Yesterday’s Associated Press report featuring a big-scary (read: meaningless) diagram allegedly leaked from Iran’s nuclear scientists by “a country critical of Iran’s atomic program” is receiving thorough scrutiny and utter ridicule today.
As I explained in my piece on George Jahn’s latest baseless, scaremongering “journalism,” the “leak” is proof of nothing about Iran’s nuclear program and the broad consensus among experts remains that weaponization is simply not taking place. Iran has no weapons program and has demontrated no intent to start one. Period.
Just to highlight one of the many shellackings dealt to the embarrassingly amateurish AP article, the Bulletin of Atomic Scientists said the “amateurish and technically incorrect graph published by the Associated Press,” is “nothing more than either shoddy sources or shoddy science. In either case, the world can keep calm and carry on.”
The graphic has not yet been authenticated; however, even if authentic, it would not qualify as proof of a nuclear weapons program. Besides the issue of authenticity, the diagram features quite a massive error, which is unlikely to have been made by research scientists working at a national level.
The image released to the Associated Press shows two curves: one that plots the energy versus time, and another that plots the power output versus time, presumably from a fission device. But these two curves do not correspond: If the energy curve is correct, then the peak power should be much lower — around 300 million ( 3×108) kt per second, instead of the currently stated 17 trillion (1.7 x1013) kt per second. As is, the diagram features a nearly million-fold error.
This diagram does nothing more than indicate either slipshod analysis or an amateurish hoax.
In any case, the level of scientific sophistication needed to produce such a graph corresponds to that typically found in graduate- or advanced undergraduate-level nuclear physics courses.While such a graphic, if authentic, may be a concern, it is not a cause for alarm. And it certainly is not something proscribed by the Comprehensive Safeguards Agreement between the International Atomic Energy Agency and Iran, nor any other international agreements to which Iran is a party. No secrets are needed to produce the plot of the explosive force of a nuclear weapon — just straightforward nuclear physics.

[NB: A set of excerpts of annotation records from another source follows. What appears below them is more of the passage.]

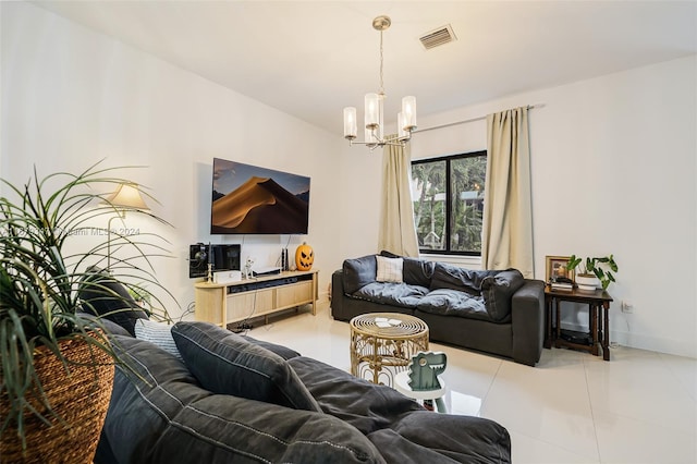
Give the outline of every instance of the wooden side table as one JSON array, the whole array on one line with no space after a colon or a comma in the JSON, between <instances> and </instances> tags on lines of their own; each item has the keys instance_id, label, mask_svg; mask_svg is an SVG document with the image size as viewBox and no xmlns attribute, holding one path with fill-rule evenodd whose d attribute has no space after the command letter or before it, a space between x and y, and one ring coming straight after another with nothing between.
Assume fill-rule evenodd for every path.
<instances>
[{"instance_id":1,"label":"wooden side table","mask_svg":"<svg viewBox=\"0 0 697 464\"><path fill-rule=\"evenodd\" d=\"M588 305L588 328L589 343L582 343L574 340L565 340L561 329L561 302L582 303ZM610 303L612 296L604 290L594 292L583 292L574 289L552 290L549 285L545 288L546 303L546 326L545 347L549 349L552 343L555 347L567 346L575 350L587 351L595 356L599 356L600 345L602 347L602 358L610 361ZM552 315L555 314L554 330L552 331Z\"/></svg>"},{"instance_id":2,"label":"wooden side table","mask_svg":"<svg viewBox=\"0 0 697 464\"><path fill-rule=\"evenodd\" d=\"M428 351L428 326L400 313L356 316L351 326L351 374L392 387L399 370L419 351Z\"/></svg>"}]
</instances>

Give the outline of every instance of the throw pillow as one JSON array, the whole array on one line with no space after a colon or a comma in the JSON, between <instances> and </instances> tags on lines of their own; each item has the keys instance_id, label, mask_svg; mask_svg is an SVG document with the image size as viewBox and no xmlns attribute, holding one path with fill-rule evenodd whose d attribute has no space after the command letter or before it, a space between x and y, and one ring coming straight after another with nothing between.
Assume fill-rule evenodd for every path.
<instances>
[{"instance_id":1,"label":"throw pillow","mask_svg":"<svg viewBox=\"0 0 697 464\"><path fill-rule=\"evenodd\" d=\"M150 342L182 359L182 355L172 338L172 326L148 319L138 319L135 321L134 330L136 339Z\"/></svg>"},{"instance_id":2,"label":"throw pillow","mask_svg":"<svg viewBox=\"0 0 697 464\"><path fill-rule=\"evenodd\" d=\"M386 258L384 256L375 257L378 264L376 279L378 282L402 283L402 268L404 260L402 258Z\"/></svg>"},{"instance_id":3,"label":"throw pillow","mask_svg":"<svg viewBox=\"0 0 697 464\"><path fill-rule=\"evenodd\" d=\"M508 269L487 276L481 281L481 296L489 316L497 321L511 314L511 298L525 283L525 278L517 269Z\"/></svg>"},{"instance_id":4,"label":"throw pillow","mask_svg":"<svg viewBox=\"0 0 697 464\"><path fill-rule=\"evenodd\" d=\"M126 288L97 267L87 269L80 282L78 294L83 312L112 320L132 337L135 337L135 321L148 318Z\"/></svg>"},{"instance_id":5,"label":"throw pillow","mask_svg":"<svg viewBox=\"0 0 697 464\"><path fill-rule=\"evenodd\" d=\"M176 322L172 337L200 384L219 394L321 412L285 359L207 322Z\"/></svg>"},{"instance_id":6,"label":"throw pillow","mask_svg":"<svg viewBox=\"0 0 697 464\"><path fill-rule=\"evenodd\" d=\"M375 282L377 272L375 258L375 255L368 255L344 260L343 281L345 293L352 294L368 283Z\"/></svg>"}]
</instances>

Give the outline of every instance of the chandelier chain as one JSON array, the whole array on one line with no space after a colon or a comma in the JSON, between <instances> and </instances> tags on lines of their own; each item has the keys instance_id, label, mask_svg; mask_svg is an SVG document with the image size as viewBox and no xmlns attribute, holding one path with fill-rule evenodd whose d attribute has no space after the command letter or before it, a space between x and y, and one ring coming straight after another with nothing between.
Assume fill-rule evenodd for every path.
<instances>
[{"instance_id":1,"label":"chandelier chain","mask_svg":"<svg viewBox=\"0 0 697 464\"><path fill-rule=\"evenodd\" d=\"M380 93L384 95L384 82L383 82L383 63L382 63L382 30L380 30Z\"/></svg>"}]
</instances>

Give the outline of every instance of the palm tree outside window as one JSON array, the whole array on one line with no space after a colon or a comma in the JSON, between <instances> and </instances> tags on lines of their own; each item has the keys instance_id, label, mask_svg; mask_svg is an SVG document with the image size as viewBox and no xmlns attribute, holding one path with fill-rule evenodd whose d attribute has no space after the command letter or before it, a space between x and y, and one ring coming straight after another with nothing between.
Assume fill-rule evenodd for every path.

Given the across-the-spectrum ridicule the AP article and its pathetic attempt to scaremonger about a non-existent Iranian nuclear weapon, it is difficult not to believe there are people in either the US or Israel (undoubtedly the countries Jahn referred to as having leaked the document) trying to fraudulently frame Iran as being on the brink of a nuclear bomb.
The evidence wasn’t there for Iraq, but people bought it in the peak of the post-9/11 jingo circus experienced in the US. Now, government and media attempts to lie us into another war only convince those partisans who believe it already, evidence be damned.